If he thought making an oblique reference to the night they spent together was evidence of his power over her, he was sadly mistaken.  “Get away from me, Colin.  Why don’t you run along now and find your date.  I’m sure she, for one, misses your company.”  She turned the rest of the way around to leave, her back now to him and managed to put a few feet between them before she heard him speak again.

“Where’s your date?  Alex?  Or was it Russ?  Or Gavin?  Whatever his name was, where is he?  I get so confused by all your men.  I’ll have to remember to take a number the next time I’m feeling… masochistic.”

Okay, so enough with the quotes already, sorry, but I do love a good fight.

30 Days of Writing–Day 19: Minor Characters

 

For Elise

Image by * Dino Galvagno * via Flickr

 

Moving on to minor characters now, who often can be more fun and interesting to write than the protagonist and antagonist.

19. Favorite minor that decided to shove himself into the spotlight and why!

Few people have met her, but the one who made me giggle the most was Elise from The Fool’s Bet.  Though the rest of the story was a monument to Freshman mistakes, she had quite a few lines either about her or that she spoke that I still think are pretty damn funny.  Here’s how she’s described when the reader first meets her (please forgive the bad writing in all the excerpts below that I see so much more clearly now):

Elise was recently divorced from husband number two.
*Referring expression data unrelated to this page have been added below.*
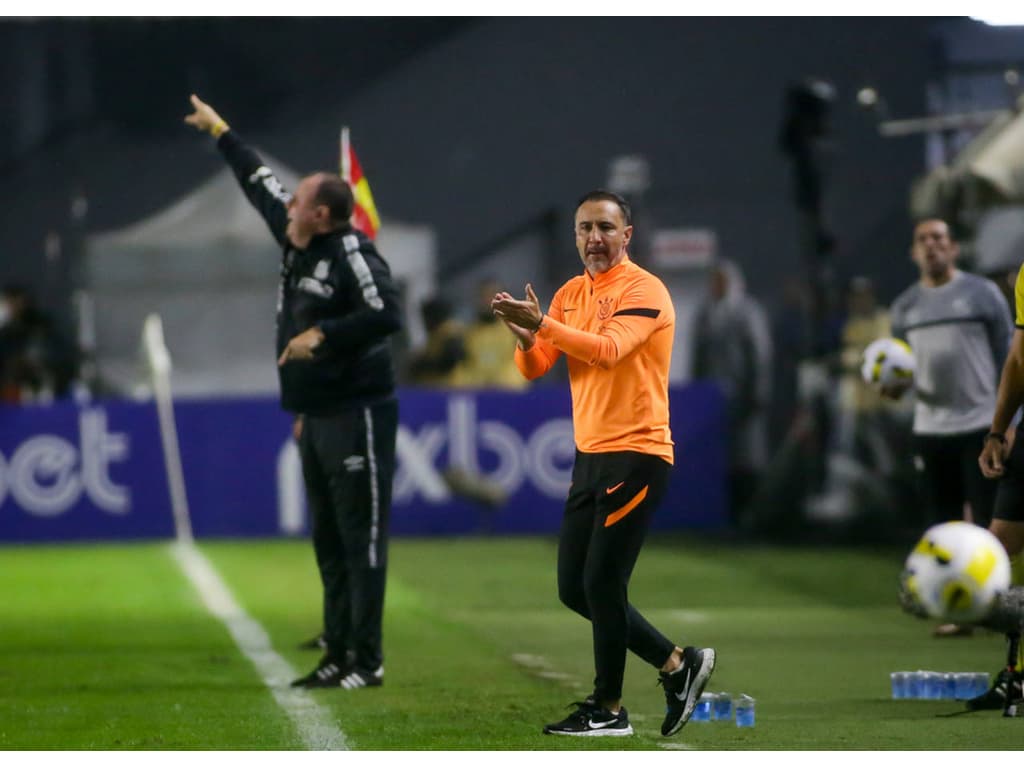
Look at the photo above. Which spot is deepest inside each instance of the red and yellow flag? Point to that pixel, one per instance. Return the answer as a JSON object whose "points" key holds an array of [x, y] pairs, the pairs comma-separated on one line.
{"points": [[365, 215]]}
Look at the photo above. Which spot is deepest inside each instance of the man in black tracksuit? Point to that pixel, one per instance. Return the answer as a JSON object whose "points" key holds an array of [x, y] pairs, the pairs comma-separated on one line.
{"points": [[337, 306]]}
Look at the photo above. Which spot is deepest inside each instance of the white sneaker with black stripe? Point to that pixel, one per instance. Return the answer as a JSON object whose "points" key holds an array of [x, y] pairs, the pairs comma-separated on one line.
{"points": [[591, 720], [328, 674], [684, 686], [363, 679]]}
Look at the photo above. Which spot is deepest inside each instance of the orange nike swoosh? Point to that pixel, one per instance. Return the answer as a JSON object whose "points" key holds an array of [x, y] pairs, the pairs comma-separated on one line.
{"points": [[620, 513]]}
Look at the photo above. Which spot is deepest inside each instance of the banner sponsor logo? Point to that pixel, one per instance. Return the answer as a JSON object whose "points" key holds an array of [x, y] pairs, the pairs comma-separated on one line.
{"points": [[47, 474]]}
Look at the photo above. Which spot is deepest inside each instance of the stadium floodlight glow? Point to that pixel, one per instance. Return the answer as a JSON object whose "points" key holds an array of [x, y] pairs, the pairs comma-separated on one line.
{"points": [[1000, 17]]}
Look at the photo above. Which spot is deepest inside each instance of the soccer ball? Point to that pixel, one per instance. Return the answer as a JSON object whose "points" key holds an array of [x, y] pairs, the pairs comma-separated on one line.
{"points": [[955, 571], [888, 361]]}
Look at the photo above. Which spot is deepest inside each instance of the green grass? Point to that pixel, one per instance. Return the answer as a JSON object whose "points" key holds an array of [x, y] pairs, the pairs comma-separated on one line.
{"points": [[108, 647]]}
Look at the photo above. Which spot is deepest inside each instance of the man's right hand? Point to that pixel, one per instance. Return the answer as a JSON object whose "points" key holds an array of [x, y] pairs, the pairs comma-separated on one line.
{"points": [[205, 118], [523, 336], [993, 455]]}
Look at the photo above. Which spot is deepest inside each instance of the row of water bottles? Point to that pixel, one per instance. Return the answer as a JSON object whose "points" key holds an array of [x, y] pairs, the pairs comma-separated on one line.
{"points": [[720, 707], [929, 684]]}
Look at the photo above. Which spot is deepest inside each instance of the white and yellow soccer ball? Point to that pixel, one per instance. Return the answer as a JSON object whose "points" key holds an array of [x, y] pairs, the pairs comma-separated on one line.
{"points": [[955, 571], [887, 363]]}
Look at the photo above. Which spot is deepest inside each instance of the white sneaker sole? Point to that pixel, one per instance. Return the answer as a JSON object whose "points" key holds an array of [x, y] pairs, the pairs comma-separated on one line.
{"points": [[627, 731]]}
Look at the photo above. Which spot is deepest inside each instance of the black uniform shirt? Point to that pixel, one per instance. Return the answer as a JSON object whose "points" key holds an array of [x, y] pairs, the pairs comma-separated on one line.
{"points": [[339, 283]]}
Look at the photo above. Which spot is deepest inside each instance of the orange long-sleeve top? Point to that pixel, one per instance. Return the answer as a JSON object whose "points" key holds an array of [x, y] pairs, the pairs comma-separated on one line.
{"points": [[616, 331]]}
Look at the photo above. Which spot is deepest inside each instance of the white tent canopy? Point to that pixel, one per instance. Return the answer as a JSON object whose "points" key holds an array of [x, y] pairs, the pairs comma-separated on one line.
{"points": [[209, 266]]}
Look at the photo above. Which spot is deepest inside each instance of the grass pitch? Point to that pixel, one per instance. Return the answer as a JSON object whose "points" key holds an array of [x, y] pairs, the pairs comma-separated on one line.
{"points": [[109, 647]]}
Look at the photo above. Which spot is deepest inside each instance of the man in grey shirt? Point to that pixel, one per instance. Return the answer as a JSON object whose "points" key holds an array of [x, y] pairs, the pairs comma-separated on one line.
{"points": [[958, 326]]}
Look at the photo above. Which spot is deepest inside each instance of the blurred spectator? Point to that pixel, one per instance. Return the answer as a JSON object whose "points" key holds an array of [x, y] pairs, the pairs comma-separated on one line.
{"points": [[861, 461], [865, 323], [36, 364], [790, 343], [437, 364], [733, 347], [488, 361]]}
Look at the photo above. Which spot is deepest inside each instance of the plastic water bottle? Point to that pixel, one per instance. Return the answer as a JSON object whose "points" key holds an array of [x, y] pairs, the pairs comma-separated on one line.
{"points": [[948, 685], [915, 684], [964, 685], [931, 684], [980, 683], [722, 707], [899, 682], [701, 713], [744, 711]]}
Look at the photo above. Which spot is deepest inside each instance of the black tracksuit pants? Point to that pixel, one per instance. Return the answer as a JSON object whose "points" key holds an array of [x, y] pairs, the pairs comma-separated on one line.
{"points": [[607, 513], [348, 464]]}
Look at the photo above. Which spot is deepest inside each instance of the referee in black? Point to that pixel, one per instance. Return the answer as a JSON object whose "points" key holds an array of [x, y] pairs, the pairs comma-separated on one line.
{"points": [[337, 307]]}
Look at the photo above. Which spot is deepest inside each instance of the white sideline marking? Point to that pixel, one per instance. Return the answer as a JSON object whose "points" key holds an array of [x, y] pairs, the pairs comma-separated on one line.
{"points": [[687, 616], [315, 726]]}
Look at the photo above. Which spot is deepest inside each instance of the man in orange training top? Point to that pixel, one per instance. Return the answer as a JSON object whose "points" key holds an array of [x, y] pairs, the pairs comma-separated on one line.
{"points": [[615, 325]]}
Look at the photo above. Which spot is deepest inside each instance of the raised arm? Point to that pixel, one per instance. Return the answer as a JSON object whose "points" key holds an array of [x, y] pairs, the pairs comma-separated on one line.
{"points": [[257, 181]]}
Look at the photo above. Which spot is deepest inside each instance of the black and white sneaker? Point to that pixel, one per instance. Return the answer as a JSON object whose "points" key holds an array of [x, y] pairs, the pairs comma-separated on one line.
{"points": [[684, 686], [591, 720], [328, 674], [357, 678], [1006, 683]]}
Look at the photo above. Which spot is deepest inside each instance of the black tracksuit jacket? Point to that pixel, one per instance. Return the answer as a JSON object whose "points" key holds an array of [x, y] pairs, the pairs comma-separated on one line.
{"points": [[339, 283]]}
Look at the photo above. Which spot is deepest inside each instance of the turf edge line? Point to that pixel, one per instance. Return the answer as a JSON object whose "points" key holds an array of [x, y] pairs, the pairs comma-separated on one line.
{"points": [[315, 726]]}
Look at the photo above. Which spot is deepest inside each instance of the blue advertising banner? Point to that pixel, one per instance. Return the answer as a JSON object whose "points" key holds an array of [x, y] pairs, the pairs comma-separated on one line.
{"points": [[97, 471]]}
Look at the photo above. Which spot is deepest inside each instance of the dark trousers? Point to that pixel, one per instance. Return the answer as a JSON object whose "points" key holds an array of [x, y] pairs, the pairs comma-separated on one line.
{"points": [[947, 468], [348, 464], [607, 513]]}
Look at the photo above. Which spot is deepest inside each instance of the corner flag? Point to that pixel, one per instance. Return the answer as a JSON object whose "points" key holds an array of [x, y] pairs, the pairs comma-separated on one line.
{"points": [[364, 211]]}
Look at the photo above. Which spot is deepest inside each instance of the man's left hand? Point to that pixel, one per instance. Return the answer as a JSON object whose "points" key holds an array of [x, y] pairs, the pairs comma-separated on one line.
{"points": [[525, 313], [302, 346]]}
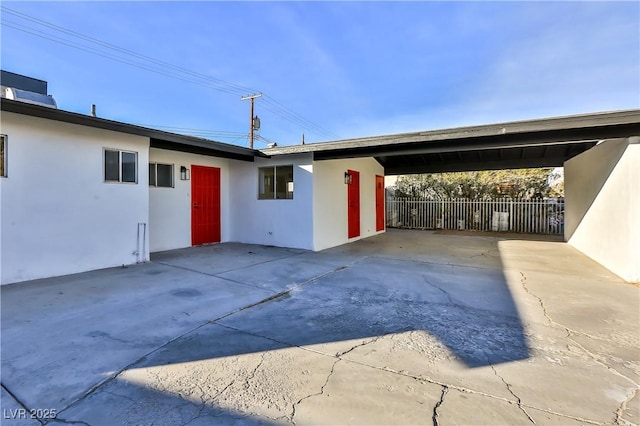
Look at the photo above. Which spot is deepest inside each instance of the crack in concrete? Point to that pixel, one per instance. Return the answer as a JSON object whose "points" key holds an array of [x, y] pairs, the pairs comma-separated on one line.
{"points": [[519, 401], [293, 408], [623, 408], [340, 354], [451, 302], [119, 396], [445, 390], [570, 332], [425, 379], [20, 403], [69, 422]]}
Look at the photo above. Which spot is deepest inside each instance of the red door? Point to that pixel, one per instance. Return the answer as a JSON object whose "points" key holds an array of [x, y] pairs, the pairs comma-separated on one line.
{"points": [[205, 205], [353, 204], [379, 203]]}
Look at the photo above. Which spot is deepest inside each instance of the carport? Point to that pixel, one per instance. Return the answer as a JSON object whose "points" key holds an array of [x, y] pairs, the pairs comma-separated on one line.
{"points": [[551, 142]]}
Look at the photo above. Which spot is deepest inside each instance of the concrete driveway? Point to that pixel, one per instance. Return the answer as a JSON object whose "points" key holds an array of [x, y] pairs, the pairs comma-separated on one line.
{"points": [[409, 327]]}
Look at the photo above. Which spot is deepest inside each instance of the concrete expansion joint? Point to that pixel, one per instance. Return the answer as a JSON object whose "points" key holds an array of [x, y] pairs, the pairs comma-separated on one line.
{"points": [[68, 422], [426, 262], [445, 390], [623, 408], [293, 408], [340, 354], [570, 333], [519, 401]]}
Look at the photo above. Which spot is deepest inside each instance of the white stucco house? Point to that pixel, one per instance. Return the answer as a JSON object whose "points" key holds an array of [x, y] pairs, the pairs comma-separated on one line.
{"points": [[80, 192]]}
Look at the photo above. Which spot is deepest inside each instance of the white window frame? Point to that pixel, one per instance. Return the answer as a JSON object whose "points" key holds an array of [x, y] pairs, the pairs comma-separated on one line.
{"points": [[120, 152], [275, 182], [5, 149], [155, 184]]}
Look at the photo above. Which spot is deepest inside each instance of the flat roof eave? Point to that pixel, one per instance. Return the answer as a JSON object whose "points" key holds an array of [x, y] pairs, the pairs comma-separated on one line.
{"points": [[164, 140]]}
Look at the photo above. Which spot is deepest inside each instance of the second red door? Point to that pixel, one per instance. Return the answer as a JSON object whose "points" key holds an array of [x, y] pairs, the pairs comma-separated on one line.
{"points": [[353, 204], [205, 205]]}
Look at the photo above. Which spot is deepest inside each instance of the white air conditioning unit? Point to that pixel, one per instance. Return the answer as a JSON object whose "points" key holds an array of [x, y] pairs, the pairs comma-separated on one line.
{"points": [[30, 97]]}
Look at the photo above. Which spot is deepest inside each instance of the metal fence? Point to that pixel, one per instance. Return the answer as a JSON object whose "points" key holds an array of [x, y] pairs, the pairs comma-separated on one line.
{"points": [[537, 216]]}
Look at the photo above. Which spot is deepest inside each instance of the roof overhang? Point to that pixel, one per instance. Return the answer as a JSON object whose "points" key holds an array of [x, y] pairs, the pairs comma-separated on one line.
{"points": [[533, 143], [158, 138]]}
She had lived in LA a bit too long, unfortunately, and men to her were becoming like bottled water–absolutely essential for living but quickly consumed and 100% disposable.

When Elise meets her dear friend’s very tall love interest for the first time:

As he made his way toward them, Elise said, “Good Lord, Chelsea.  What have you dragged home?  He’s very cute but couldn’t you find one in your size?  You won’t be able to kiss and f**k him at the same time!”

A good friend to the protagonist, Elise was great with a comeback that was both funny and supportive:

“Has she always been like this?” Zach asked Elise, nodding his head toward Chelsea.

“Do you mean sarcastic, bossy and sharp-tongued?  Or do you mean witty, intelligent, and generous?  If so, the answer is yes, she’s always been like this.”

And then one of my favorite exchanges between Elise and Chelsea:

“Define what you believe to be the perfect guy for me?” asked Chelsea.

“Driven but kind, successful but not flaunting of it, attractive but not so attractive that women would be throwing themselves at him, private, generous and with a sense of humor.  How’d I do?”

“That’s pretty good but I doubt such a man exists.”

“Oh he exists all right and you’re going to go out with him and have a marvelous time.  The man I’m thinking of is single and in possession of a fortune.  Ergo, he must surely be in want of a wife…or at least someone to act like a wife in all things carnal.”

“What’s his name, Charles Bingley?” asked Chelsea, laughing at Elise’s literary allusion to her favorite novel, Pride and Prejudice.

“I think he goes by Chuck these days,” said Elise.  “But we really must fix you up a bit, maybe get your hair trimmed and re-layered and dye it to cover the grey.”

“I don’t have any grey hairs yet!”

“Just a few.  Nothing a semi-permanent rinse can’t cover up though.  I can do your makeup for you too.  You’ll go, have a nice dinner and then you can thank him in your own special way afterwards.”

“Elise!  I hope you are not implying that I should have sex with this guy just because he buys me dinner,” said Chelsea, though not overly shocked, considering the source.

“Certainly not.  You should have sex with him because you need to have sex with someone and soon before you forget how.  But he doesn’t need to know that.  Make him chase you around Netherfield Park a bit first.”

I still snicker at that last line.  Ha!  Sometimes it’s hard to be humble; other times you gotta batten down the hatches against the fury of bluntly honest feedback.  The Fool’s Bet‘s harshest critic (to whom I am eternally grateful for her candor but still limping from her sarcastic delivery of it)  had the kindest words for Elise.

Though I trunked  The Fool’s Bet, I may recycle Elise one of these days, possibly even give her her own story.  Her will to live is quite strong.  She just had the misfortune to befriend a character who wasn’t all that interesting.  And as they say, timing is everything!